Stochastic RSI Indicator

Description

The Stochastic RSI is an indicator used in technical analysis that combines the strength of the Relative Strength Index (RSI) and the Stochastic Oscillator. It is used to identify overbought and oversold levels and indicate potential reversal points in the market.

Stochastic RSI is a technical indicator that measures the relative strength of a security’s price movement. It is calculated by taking the ratio of the RSI to the Stochastic Oscillator. The Stochastic RSI is a momentum indicator that can be used to identify overbought and oversold levels and indicate potential reversal points.

This indicator is calculated by dividing the RSI value by the Stochastic Oscillator value. The RSI is a momentum indicator that measures the speed and magnitude of price changes over a given period of time. It is calculated by taking the average gain over a period of time and dividing it by the average loss over that same period of time. The Stochastic Oscillator is a momentum indicator that measures the momentum of price movements. It is calculated by taking the difference between the current closing price and the low price of a given period and dividing it by the high price of the same period minus the low price.

The Stochastic RSI is a range-bound indicator, which means it fluctuates between 0 and 100. When the Stochastic RSI is above 70, it is considered overbought, indicating that the security is overvalued and a correction may be imminent.

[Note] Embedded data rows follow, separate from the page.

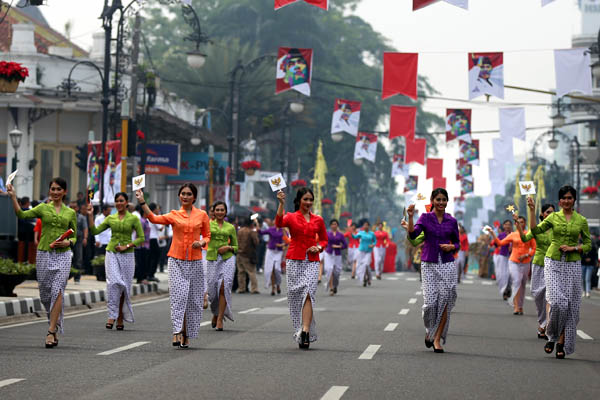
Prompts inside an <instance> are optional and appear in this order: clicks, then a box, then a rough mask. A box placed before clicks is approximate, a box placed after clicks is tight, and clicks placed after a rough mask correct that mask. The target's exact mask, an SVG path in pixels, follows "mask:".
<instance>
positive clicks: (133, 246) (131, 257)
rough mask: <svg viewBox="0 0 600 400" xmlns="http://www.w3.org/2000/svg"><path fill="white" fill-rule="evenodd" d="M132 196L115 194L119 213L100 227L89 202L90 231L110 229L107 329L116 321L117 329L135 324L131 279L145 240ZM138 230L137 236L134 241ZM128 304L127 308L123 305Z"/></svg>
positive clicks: (109, 327) (105, 267) (105, 264)
mask: <svg viewBox="0 0 600 400" xmlns="http://www.w3.org/2000/svg"><path fill="white" fill-rule="evenodd" d="M128 202H129V198H128V196H127V194H126V193H117V194H116V195H115V208H116V209H117V213H116V214H112V215H109V216H108V217H106V218H105V219H104V221H103V222H102V223H101V224H100V225H99V226H94V216H93V206H92V205H91V204H89V205H88V208H87V214H88V224H89V227H90V232H91V233H92V234H93V235H98V234H100V233H101V232H103V231H105V230H107V229H110V231H111V236H110V241H109V242H108V245H107V246H106V257H105V259H104V266H105V269H106V304H107V308H108V321H107V322H106V329H112V327H113V324H114V323H115V320H116V321H117V330H118V331H122V330H123V329H124V328H125V325H124V324H123V321H127V322H130V323H133V321H134V319H133V310H132V308H131V299H130V297H131V293H130V292H131V282H132V281H133V274H134V272H135V256H134V252H133V250H134V247H136V246H139V245H141V244H142V243H144V240H145V237H144V230H143V229H142V223H141V222H140V219H139V218H138V217H136V216H135V215H133V214H131V213H130V212H129V211H127V203H128ZM134 231H135V234H136V238H135V240H133V241H132V240H131V234H132V233H133V232H134ZM124 305H126V307H125V308H123V306H124Z"/></svg>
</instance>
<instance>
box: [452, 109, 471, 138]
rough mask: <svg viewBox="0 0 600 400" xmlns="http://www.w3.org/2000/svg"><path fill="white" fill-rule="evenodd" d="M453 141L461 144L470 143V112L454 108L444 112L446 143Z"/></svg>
mask: <svg viewBox="0 0 600 400" xmlns="http://www.w3.org/2000/svg"><path fill="white" fill-rule="evenodd" d="M454 139H459V140H461V141H463V142H470V141H471V110H469V109H454V108H450V109H447V110H446V142H449V141H451V140H454Z"/></svg>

When the Stochastic RSI is below 30, it is considered oversold, indicating that the security is undervalued and a rally may be imminent.

The indicator can be used to identify potential reversal points in the market. It is important to note, however, that the Stochastic RSI should not be used as a standalone indicator. It should be used in conjunction with other technical indicators and fundamental analysis to make more informed trading decisions.

The Stochastic RSI is a powerful tool that can be used to identify price momentum and trend reversals. It is important to remember, however, that it should not be used as a standalone indicator. It should be used in conjunction with other technical indicators and fundamental analysis to make more informed trading decisions.

Calculation

Stochastic RSI Indicator Formula:

  • RSI = 100 - (100 / (1 + (Average Gain / Average Loss)))
  • Stochastic RSI = 100 x (RSI - Lowest RSI) / (Highest RSI - Lowest RSI)

Explanation of terms and indicators

Here you will find information about the indicators in the chart and further explanations of terms.